What I want to see when I see a movie is people that I could be, doing unthinkable things. -- Peter Hedges
Let us now praise Steve Carell.
Fast becoming one of our best, most dependable comic icons, Carrell wins empathy via tiny, expertly timed nuances of expression. Conflicted emotions appear to leak, unbidden, from the corners of his eyes and mouth. What one sees in the face of Steve is the portrait of an endearing modern masculine fear: Am I giving myself away? Are my vulnerabilities showing? Do I look like I'm still okay, in control, on top of this mess I'm making of my life?
Carrell also possesses that necessary equipment vital to great comedic acting: a body that expresses the essence of our mind-body problem. His gestures betray him, consistently demonstrating that he does not, in fact, know what to do with his physical self in any given situation; he inhabits his body yet it seems not to belong to him.
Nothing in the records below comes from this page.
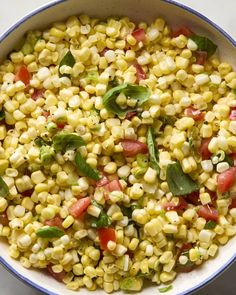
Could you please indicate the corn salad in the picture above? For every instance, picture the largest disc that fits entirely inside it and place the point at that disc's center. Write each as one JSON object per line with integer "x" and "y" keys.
{"x": 118, "y": 152}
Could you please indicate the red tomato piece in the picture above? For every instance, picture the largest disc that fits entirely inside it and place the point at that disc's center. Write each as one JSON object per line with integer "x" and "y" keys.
{"x": 130, "y": 115}
{"x": 133, "y": 147}
{"x": 114, "y": 185}
{"x": 139, "y": 35}
{"x": 56, "y": 221}
{"x": 233, "y": 156}
{"x": 23, "y": 75}
{"x": 180, "y": 207}
{"x": 103, "y": 181}
{"x": 79, "y": 207}
{"x": 182, "y": 31}
{"x": 106, "y": 235}
{"x": 57, "y": 276}
{"x": 140, "y": 74}
{"x": 38, "y": 93}
{"x": 226, "y": 179}
{"x": 61, "y": 125}
{"x": 197, "y": 115}
{"x": 204, "y": 152}
{"x": 4, "y": 219}
{"x": 232, "y": 115}
{"x": 201, "y": 57}
{"x": 231, "y": 206}
{"x": 46, "y": 114}
{"x": 209, "y": 213}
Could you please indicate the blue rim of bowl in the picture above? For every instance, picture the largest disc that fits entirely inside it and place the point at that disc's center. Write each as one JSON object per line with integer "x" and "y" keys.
{"x": 190, "y": 10}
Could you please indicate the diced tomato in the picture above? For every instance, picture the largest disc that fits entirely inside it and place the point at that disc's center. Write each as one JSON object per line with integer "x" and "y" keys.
{"x": 102, "y": 53}
{"x": 106, "y": 235}
{"x": 103, "y": 181}
{"x": 113, "y": 185}
{"x": 133, "y": 147}
{"x": 38, "y": 93}
{"x": 213, "y": 196}
{"x": 4, "y": 219}
{"x": 204, "y": 152}
{"x": 180, "y": 207}
{"x": 46, "y": 114}
{"x": 140, "y": 74}
{"x": 61, "y": 125}
{"x": 139, "y": 35}
{"x": 193, "y": 198}
{"x": 201, "y": 57}
{"x": 197, "y": 115}
{"x": 185, "y": 247}
{"x": 130, "y": 115}
{"x": 56, "y": 221}
{"x": 226, "y": 180}
{"x": 182, "y": 31}
{"x": 233, "y": 156}
{"x": 57, "y": 276}
{"x": 79, "y": 207}
{"x": 207, "y": 212}
{"x": 231, "y": 206}
{"x": 23, "y": 75}
{"x": 232, "y": 115}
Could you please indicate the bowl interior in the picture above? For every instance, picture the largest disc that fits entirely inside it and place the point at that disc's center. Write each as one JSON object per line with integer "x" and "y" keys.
{"x": 137, "y": 10}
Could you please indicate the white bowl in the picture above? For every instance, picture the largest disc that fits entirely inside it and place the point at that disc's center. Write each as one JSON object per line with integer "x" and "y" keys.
{"x": 137, "y": 10}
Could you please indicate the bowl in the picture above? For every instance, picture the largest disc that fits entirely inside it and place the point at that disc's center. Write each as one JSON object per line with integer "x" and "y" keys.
{"x": 175, "y": 14}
Brooding and dark in Little Miss Sunshine, exuberantly reprehensible in TV's The Office, Carrell has already created one classic-for-the-ages character as the sweet, gentle uber-nerdly 40 Year-Old Virgin (a role that reveals more genius with every viewing). With Dan in Real Life, he achieves something perhaps even more difficult: portraying an almost regular guy. He does indeed keep it real, and he renders Dan fascinating.
Juliet Binoche requires no praise, as her radiance is already long remarked-upon.
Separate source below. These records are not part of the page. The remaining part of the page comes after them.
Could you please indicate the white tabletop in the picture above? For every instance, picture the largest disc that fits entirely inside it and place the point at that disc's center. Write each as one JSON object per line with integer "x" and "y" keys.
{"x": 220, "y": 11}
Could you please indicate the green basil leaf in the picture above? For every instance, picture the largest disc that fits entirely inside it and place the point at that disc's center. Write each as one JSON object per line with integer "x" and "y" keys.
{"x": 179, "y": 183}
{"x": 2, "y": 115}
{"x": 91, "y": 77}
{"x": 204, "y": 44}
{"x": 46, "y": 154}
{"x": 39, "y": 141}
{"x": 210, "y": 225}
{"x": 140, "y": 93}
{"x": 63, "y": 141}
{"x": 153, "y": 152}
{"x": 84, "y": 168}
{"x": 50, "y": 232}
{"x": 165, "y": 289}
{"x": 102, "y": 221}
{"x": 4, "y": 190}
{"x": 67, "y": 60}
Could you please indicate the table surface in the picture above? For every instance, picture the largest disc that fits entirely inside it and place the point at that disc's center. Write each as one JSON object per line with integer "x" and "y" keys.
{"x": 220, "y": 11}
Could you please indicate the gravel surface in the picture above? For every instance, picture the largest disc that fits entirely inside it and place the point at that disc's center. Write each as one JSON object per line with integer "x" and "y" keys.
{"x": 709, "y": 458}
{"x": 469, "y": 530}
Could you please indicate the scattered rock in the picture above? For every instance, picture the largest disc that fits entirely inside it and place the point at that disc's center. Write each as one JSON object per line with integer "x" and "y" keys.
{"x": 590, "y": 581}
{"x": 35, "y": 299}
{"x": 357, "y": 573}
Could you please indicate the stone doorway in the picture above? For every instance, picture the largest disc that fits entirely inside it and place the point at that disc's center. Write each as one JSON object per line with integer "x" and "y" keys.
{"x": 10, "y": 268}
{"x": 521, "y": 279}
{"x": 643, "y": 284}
Peter Hedges, on the other hand, deserves special consideration. He's already landmarked himself in my personal screenwriting pantheon for writing the wonderful What's Eating Gilbert Grape? (based on his own novel, no less). But after a somewhat awkward directorial debut with Pieces of April, he's clearly come into his own with Dan.
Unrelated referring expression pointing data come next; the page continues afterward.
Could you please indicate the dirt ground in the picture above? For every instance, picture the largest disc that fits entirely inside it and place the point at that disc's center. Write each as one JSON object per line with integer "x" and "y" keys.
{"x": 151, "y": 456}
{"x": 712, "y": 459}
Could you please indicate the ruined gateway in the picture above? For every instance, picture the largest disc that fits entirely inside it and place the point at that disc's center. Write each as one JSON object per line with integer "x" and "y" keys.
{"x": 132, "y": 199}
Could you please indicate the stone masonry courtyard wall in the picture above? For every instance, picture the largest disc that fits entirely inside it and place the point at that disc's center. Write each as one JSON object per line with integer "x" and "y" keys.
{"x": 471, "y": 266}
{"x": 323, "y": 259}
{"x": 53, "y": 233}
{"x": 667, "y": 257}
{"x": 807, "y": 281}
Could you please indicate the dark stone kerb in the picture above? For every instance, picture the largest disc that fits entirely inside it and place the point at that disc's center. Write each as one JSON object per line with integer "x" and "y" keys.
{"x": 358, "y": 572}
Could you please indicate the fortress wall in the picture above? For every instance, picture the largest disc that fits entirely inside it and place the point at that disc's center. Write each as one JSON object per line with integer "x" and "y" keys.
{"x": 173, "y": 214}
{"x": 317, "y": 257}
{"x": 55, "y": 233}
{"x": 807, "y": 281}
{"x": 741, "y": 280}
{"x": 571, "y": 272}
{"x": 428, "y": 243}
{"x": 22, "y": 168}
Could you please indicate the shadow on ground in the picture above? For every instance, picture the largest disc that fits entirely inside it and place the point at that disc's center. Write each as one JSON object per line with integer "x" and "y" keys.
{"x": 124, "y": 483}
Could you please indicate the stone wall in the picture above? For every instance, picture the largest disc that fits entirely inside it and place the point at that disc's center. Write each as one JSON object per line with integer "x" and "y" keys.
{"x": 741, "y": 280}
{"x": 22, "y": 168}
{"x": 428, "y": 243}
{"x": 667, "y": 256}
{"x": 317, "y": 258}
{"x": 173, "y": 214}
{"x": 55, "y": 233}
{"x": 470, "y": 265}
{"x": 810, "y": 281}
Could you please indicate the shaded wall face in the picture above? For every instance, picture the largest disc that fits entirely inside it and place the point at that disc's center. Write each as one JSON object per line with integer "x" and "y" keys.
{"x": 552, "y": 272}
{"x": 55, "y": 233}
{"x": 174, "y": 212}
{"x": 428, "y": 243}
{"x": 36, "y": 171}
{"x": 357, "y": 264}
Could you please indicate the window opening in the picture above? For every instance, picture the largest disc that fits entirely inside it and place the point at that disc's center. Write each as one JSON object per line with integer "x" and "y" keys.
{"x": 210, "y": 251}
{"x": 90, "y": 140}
The movie, nicely shot, knowingly observed, feels lived-in, inherently credible even at its most contrived moments. The casting is as good as it gets, with old pros Dianne Wiest and John Mahoney as the folks you'd like to have, and the almost painfully... steaming Emily Blunt as the one girl who can make Juliet Binoche jealous; even Dane Cook -- up till now thoroughly underwhelming in his non-stand-up career -- does a good turn, and the child actors are great without being cloying.
The absence of cloy, actually, is what makes Dan in Real Life a solid piece of work on the part of Hedges (pictured with his leads, above). Sentimentality threatens it at every turn, but the movie never capitulates. Given its Lifetime channel-like premise (the widower newspaper columnist with three cute daughters and the woman he meets who finally shakes him out of his shell), one might run for the hills. And one, despite the film's many pleasures, may still run: Dan is a room-splitter, as my girlfriend Tater put it. I can easily understand people loathing this movie, and they're entitled. I see it as comfort food.
Maybe you always want haute cuisine; maybe only the latest and hippest eaterie will satisfy your rarified tastes. Me, I still like my occasional peanut butter and jelly (chunky, strawberry, whole wheat and toasted, thanks) and love my meatloaf and mashed. This is by way of saying that there is absolutely nothing cool about Dan in Real Life. It is the opposite of cutting edge.
And is that so bad? Dan is a triumph of the normal -- or rather, the triumph of how far normalcy can be stretched before it pops right into the realm of the absurd. As Hedges points out in this illuminating interview, he and screenwriting collaborator Pierce Gardner wanted to show how ordinary people react to near-impossible situations. And the film is at its finest when it gets the small stuff right: a seemingly offhand line of dialogue (listen for Binoche's muttered "oink") or a wryly articulated image (I'm still chuckling over the way Carrell, in a moment of great frustration, doesn't quite skip a too-large stone in the water, and how the three boys watching him do a perfect double-take with their backs to the camera). And sorry to keep harping on Carrell's great instrument, but man, is he a fantastically awful dancer.
It's the small stuff here that lets us buy into the biggest contrivances. Lord knows we've all seen that bit where a guy hiding in a shower has to endure the shower being turned on him, fully clothed. But what Carrell and Binoche manage to do with such a hoary routine is a joy to behold; Hedges has written it well and directed it better, helped by the kind of crackerjack acting that renders the unbelievable totally true. And there are a few great riffs here -- like one visual running gag about young love that's the best kind of poignant-funny -- that haven't really been done quite this way before.
No need to make too much of it. Dan in Real Life is no reinvention of any wheel and not liable to please any audient who likes his or her cinema au currant. Yes, it's predictable, and dangerously warm-and-fuzzy; in this Year of Apatow and the reign of raunchy boy-man rom-coms, the movie looks positively retro. But if you're a romantic comedy fan in the mood for something that goes down easy and really hits the spot, I'd say Dan's your man.